Finally, the Federal Courts Act would be amended to provide that applications for judicial review of Social Security Tribunal decisions relating to extensions of time for making requests for reconsiderations under the Canada Disability Benefit Act go to the Federal Court rather than to the Federal Court of Appeal, consistent with reviews of such decisions made in relation to the Old Age Security Act, the Canada Pension Plan and the Employment Insurance Act.
The proposed amendments would come into force upon royal assent.
Key Messages
- The Canada Disability Benefit Act provides that individuals can appeal decisions made under the Act regarding ineligibility and the amount of the benefit, and other decisions that may be prescribed in regulations.
- The proposed amendments, along with regulations to be made under the Act, would establish the appeals process for the benefit.
- After first seeking a reconsideration of a decision, individuals who are dissatisfied with a decision made by the Minister under the Canada Disability Benefit Act would be able to appeal that decision to the Social Security Tribunal (SST).
- The SST would be the single window for appeals of decisions made under the Canada Disability Benefit Act. Similar to appeals under the Old Age Security Act, if a ground of the appeal is related to income, the SST would refer the appeal on that ground to the Tax Court of Canada. The SST would be responsible for hearing all grounds of appeal other than on income, for referring income-related appeals to the Tax Court of Canada, and for issuing the final decision on appeals.
- The SST has experience adjudicating benefits in the context of marginalized individuals. For example, it has implemented a navigator service to support appellants who are unrepresented. The SST also has an Income Security Appeals Consultative Committee that includes members of the external stakeholder community to exchange information and address areas of mutual concern.
- In addition to providing authority to the Tax Court of Canada to hear income-related references from the Social Security Tribunal in respect of appeals made under the Canada Disability Benefit Act, the proposed amendments would provide that such references proceed using the Tax Court's informal procedure, which aims to minimize and simplify the steps in the appeals process.
- Also included among the proposed amendments is an amendment to the Federal Courts Act. This amendment provides that applications for judicial review of SST decisions relating to extensions of time for making requests for reconsiderations under the Canada Disability Benefit Act go to the Federal Court rather than to the Federal Court of Appeal. This is consistent with reviews of such decisions made in relation to the Canada Pension Plan, the Old Age Security Act and the Employment Insurance Act.
Questions & Answers
Q. What is the purpose of the proposed amendments?
A. The Canada Disability Benefit Act provides that individuals can appeal decisions made under the Act regarding ineligibility and the amount of the benefit, and other decisions that may be prescribed.
The proposed amendments, along with regulations to be made under the Canada Disability Benefit Act, would establish the appeals process for the benefit.
The amendments would integrate appeals of decisions made under the Canada Disability Benefit Act into the existing statutory scheme for the Social Security Tribunal and the Tax Court of Canada.
Detailed provisions regarding the appeals process would be set out in regulations made under the Canada Disability Benefit Act.
Q. What would the proposed amendments do?
A. The Department of Employment and Social Development Act would be amended to provide authority to the Social Security Tribunal to hear appeals of decisions made under the Canada Disability Benefit Act and to require that the Tribunal refer decisions or determinations made by the Minister as to income under the Canada Disability Benefit Act to the Tax Court of Canada for decision.
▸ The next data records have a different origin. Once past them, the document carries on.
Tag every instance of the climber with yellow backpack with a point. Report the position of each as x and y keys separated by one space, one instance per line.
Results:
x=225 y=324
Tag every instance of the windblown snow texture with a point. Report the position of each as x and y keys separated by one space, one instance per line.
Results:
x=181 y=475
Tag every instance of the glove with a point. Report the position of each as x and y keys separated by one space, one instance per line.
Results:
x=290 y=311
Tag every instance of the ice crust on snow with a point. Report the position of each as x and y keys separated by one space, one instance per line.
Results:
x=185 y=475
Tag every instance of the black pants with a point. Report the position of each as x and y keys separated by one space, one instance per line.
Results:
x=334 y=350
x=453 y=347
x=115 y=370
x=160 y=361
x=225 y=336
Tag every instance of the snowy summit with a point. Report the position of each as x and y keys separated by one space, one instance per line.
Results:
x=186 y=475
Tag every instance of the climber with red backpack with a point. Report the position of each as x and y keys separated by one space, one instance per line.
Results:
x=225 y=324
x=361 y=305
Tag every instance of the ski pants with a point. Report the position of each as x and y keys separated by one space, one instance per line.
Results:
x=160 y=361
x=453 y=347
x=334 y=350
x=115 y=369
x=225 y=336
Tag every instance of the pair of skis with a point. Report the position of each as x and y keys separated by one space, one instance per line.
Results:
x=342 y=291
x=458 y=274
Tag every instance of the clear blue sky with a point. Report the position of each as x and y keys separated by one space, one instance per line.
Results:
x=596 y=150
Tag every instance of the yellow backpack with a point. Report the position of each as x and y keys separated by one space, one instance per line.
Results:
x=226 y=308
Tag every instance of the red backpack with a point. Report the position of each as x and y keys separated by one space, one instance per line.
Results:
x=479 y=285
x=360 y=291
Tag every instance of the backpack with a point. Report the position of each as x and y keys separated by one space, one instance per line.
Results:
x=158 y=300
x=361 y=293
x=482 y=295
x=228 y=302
Related to this, the Tax Court of Canada Act would be amended to give the Tax Court of Canada jurisdiction to hear income-related references from the Social Security Tribunal in respect of appeals made under the Canada Disability Benefit Act and to extend the Court's informal procedure to such references.
The proposed amendment to the Federal Courts Act would provide that applications for judicial review of Social Security Tribunal decisions relating to extensions of time for making requests for reconsiderations under the Canada Disability Benefit Act go to the Federal Court rather than to the Federal Court of Appeal, consistent with reviews of such decisions made in relation to the Canada Pension Plan, the Old Age Security Act and the Employment Insurance Act.
Q. Why are you proposing to include the Tax Court of Canada in appeals under the Canada Disability Benefit Act?
A. The Canada Disability Benefit will be an income-tested benefit. An individual's eligibility for the benefit and the amount of the benefit will depend on their income, as determined under regulations to be made under the Canada Disability Benefit Act. Consistent with appeals made to the Social Security Tribunal under the Old Age Security Act on a ground related to income, the Social Security Tribunal would refer income-related issues to the Tax Court of Canada, which has experience and expertise in deciding such issues.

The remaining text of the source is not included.